Instead of directly modifying code yourself, you **template your engineering patterns** and **teach agents how to operate your codebase**. This allows you to scale impact by scaling compute, not just effort.
## The Two-Layer Architecture
### Agentic Layer
**Purpose**: Template engineering patterns and teach agents how to operate
**Components**:
- `adws/` - AI Developer Workflow scripts and modules
- `.claude/` - Slash commands, skills, hooks, agent configurations
- `specs/` - Implementation plans and specifications
- `agents/` - Agent execution outputs (observability)

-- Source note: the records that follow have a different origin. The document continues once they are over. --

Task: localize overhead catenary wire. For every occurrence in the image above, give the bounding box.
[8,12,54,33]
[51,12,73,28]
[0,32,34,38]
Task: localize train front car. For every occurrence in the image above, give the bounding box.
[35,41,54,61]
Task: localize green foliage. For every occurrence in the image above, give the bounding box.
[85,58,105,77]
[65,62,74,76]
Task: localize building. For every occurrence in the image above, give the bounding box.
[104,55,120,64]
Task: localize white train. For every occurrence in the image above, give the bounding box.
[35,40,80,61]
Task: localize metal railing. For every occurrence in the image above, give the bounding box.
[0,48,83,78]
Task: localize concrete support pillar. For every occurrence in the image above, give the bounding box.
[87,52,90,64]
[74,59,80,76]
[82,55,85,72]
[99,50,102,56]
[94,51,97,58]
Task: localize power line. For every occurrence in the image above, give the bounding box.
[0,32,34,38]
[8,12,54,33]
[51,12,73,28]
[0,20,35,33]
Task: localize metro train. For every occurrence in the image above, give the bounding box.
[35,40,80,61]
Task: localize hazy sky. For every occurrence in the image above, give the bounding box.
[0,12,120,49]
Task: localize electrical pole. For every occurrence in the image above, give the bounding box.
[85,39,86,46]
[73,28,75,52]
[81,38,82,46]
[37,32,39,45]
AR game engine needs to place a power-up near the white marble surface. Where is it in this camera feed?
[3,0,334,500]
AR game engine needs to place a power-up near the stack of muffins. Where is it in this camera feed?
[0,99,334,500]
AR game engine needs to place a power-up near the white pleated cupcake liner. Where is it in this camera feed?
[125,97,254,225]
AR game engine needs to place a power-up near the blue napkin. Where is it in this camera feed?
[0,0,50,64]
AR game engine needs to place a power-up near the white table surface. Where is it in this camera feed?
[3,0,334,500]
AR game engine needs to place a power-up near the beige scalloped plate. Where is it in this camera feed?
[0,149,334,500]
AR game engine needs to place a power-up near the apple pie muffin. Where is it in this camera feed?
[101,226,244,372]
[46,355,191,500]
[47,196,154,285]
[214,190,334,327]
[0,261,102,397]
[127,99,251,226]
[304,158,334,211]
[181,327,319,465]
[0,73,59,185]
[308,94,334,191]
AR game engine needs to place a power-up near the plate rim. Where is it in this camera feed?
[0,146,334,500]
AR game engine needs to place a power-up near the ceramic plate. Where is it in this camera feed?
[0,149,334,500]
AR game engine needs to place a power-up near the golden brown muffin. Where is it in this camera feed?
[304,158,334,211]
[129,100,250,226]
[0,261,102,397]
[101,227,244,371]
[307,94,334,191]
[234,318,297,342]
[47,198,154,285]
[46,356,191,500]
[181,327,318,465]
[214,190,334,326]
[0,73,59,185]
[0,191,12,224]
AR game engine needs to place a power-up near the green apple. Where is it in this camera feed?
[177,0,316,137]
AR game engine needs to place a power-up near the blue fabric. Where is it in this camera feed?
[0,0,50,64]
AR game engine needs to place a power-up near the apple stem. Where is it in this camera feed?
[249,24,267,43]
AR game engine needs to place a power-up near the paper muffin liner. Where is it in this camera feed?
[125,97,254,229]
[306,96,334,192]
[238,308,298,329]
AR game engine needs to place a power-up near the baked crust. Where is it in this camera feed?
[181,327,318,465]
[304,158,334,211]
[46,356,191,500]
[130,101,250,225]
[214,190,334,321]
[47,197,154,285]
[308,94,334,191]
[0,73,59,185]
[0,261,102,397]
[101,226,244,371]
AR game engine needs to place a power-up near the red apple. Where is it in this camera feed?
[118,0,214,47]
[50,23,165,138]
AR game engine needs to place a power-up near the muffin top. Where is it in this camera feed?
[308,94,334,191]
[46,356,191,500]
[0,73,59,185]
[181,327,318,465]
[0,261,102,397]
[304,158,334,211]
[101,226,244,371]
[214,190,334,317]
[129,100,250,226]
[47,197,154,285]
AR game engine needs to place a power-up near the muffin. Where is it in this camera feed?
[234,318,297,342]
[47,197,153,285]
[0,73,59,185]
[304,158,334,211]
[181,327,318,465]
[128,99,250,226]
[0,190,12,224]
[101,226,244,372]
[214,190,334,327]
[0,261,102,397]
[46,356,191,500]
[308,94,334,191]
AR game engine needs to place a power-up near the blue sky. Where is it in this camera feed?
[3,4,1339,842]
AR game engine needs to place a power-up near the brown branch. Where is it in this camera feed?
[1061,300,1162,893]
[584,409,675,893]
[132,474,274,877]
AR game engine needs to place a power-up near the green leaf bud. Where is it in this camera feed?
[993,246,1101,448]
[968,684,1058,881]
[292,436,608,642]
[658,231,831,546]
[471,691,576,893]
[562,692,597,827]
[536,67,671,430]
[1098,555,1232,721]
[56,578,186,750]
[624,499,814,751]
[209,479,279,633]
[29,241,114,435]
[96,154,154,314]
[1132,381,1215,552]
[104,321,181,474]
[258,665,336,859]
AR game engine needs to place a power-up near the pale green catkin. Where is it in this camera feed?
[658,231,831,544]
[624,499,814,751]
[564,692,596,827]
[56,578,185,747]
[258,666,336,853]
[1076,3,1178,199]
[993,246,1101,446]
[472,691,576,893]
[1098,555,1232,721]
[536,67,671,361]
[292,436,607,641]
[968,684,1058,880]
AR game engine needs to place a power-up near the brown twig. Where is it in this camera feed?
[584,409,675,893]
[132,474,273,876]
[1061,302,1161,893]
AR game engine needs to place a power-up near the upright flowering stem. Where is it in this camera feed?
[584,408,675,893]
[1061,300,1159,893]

**Role**: Provides the programmatic interface for AI-driven development
### Application Layer
**Purpose**: The actual application code that agents operate on
**Components**:
- `apps/`, `src/`, `lib/`, etc. - Your application code
- `tests/` - Your test suites
- Application-specific configuration and resources
**Role**: What the agents modify, test, and deploy
## The 12 Leverage Points of Agentic Coding
### In Agent (Core Four)
These directly control agent behavior during execution:
1. **Context** - What information the agent has access to
2. **Model** - Which AI model processes the prompt (Sonnet vs Opus)

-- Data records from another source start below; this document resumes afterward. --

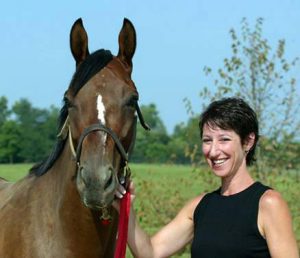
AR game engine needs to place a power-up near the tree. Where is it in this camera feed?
[0,121,22,163]
[188,18,300,171]
[131,103,169,163]
[12,99,58,162]
[0,96,10,127]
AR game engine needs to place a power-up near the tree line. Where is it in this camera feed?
[0,96,199,164]
[0,18,300,172]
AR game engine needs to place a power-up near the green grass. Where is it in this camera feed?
[0,164,300,255]
[0,164,32,182]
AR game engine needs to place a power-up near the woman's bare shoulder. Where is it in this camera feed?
[183,193,206,219]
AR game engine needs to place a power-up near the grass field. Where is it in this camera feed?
[0,164,300,258]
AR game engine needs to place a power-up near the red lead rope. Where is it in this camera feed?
[114,191,130,258]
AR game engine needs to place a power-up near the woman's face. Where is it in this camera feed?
[202,124,248,178]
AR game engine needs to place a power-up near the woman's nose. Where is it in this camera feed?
[209,141,220,157]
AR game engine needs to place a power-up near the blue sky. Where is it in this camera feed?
[0,0,300,132]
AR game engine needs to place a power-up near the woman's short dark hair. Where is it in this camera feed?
[199,98,259,165]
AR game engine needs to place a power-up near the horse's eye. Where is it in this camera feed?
[126,95,138,108]
[64,96,74,108]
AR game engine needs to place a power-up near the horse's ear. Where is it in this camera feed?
[70,18,89,66]
[118,18,136,68]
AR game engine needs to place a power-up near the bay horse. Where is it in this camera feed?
[0,19,148,258]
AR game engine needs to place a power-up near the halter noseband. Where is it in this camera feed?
[57,103,150,177]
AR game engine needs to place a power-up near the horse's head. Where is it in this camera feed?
[62,19,145,209]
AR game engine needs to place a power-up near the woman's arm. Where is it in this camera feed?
[117,180,203,258]
[258,190,299,258]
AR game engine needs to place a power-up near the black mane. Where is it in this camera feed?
[29,49,113,176]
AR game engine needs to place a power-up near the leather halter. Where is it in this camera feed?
[57,103,150,182]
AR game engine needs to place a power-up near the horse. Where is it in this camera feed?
[0,18,149,258]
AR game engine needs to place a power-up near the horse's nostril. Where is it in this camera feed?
[104,169,113,189]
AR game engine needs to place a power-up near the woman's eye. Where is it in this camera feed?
[221,138,230,142]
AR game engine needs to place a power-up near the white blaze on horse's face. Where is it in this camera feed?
[97,94,107,145]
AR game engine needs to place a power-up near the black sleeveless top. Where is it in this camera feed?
[191,182,271,258]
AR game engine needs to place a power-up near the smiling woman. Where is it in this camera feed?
[113,98,299,258]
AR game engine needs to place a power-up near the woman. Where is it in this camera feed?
[116,98,299,258]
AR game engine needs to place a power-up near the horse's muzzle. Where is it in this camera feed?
[76,166,117,210]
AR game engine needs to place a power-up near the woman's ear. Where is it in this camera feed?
[243,133,255,153]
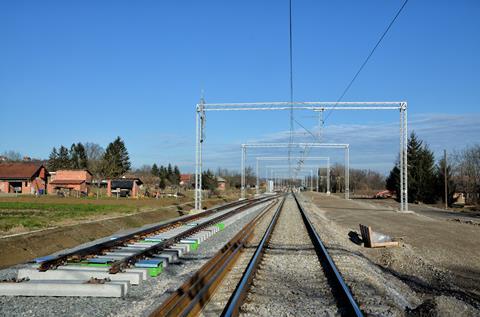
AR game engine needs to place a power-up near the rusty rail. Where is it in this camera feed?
[38,198,274,273]
[221,194,363,317]
[150,197,285,317]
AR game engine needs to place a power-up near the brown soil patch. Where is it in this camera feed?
[305,194,480,316]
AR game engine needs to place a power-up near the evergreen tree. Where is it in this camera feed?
[173,165,180,185]
[151,163,160,176]
[47,147,58,172]
[70,142,88,169]
[69,143,80,169]
[385,162,400,199]
[76,142,88,169]
[167,163,175,185]
[158,178,167,189]
[158,165,167,179]
[102,137,130,177]
[386,132,438,203]
[435,158,456,206]
[57,145,71,169]
[202,170,218,190]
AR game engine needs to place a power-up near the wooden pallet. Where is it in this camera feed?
[360,224,398,248]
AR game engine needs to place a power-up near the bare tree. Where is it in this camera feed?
[2,150,22,162]
[84,142,105,198]
[453,144,480,204]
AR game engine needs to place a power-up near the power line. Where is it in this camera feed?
[288,0,409,178]
[324,0,408,121]
[288,0,294,177]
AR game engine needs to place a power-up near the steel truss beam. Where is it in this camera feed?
[240,143,350,199]
[195,98,408,212]
[255,156,330,195]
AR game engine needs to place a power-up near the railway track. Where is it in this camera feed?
[0,197,275,297]
[151,194,362,316]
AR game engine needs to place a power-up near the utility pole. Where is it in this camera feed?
[443,150,448,209]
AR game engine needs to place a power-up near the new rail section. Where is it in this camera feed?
[37,197,278,273]
[151,193,363,316]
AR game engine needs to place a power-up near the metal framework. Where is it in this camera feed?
[265,165,319,191]
[255,156,330,195]
[241,143,350,199]
[195,98,408,211]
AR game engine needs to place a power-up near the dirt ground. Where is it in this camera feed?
[304,193,480,316]
[0,199,231,269]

3. **Prompt** - The specific instructions given to the agent
4. **Tools** - What actions the agent can take (Read, Write, Bash, etc.)
### Through Agent (Structural Eight)
These shape how you structure work for agents:
5. **Standard Output** - Structured agent outputs for observability
6. **Types** - Data models and schemas that define interfaces
7. **Docs** - Documentation that provides context to agents
8. **Tests** - Validation that ensures agent work is correct
9. **Architecture** - System design that guides agent decisions
10. **Plans** - Specifications that break work into steps
11. **Templates** - Reusable prompt patterns (slash commands)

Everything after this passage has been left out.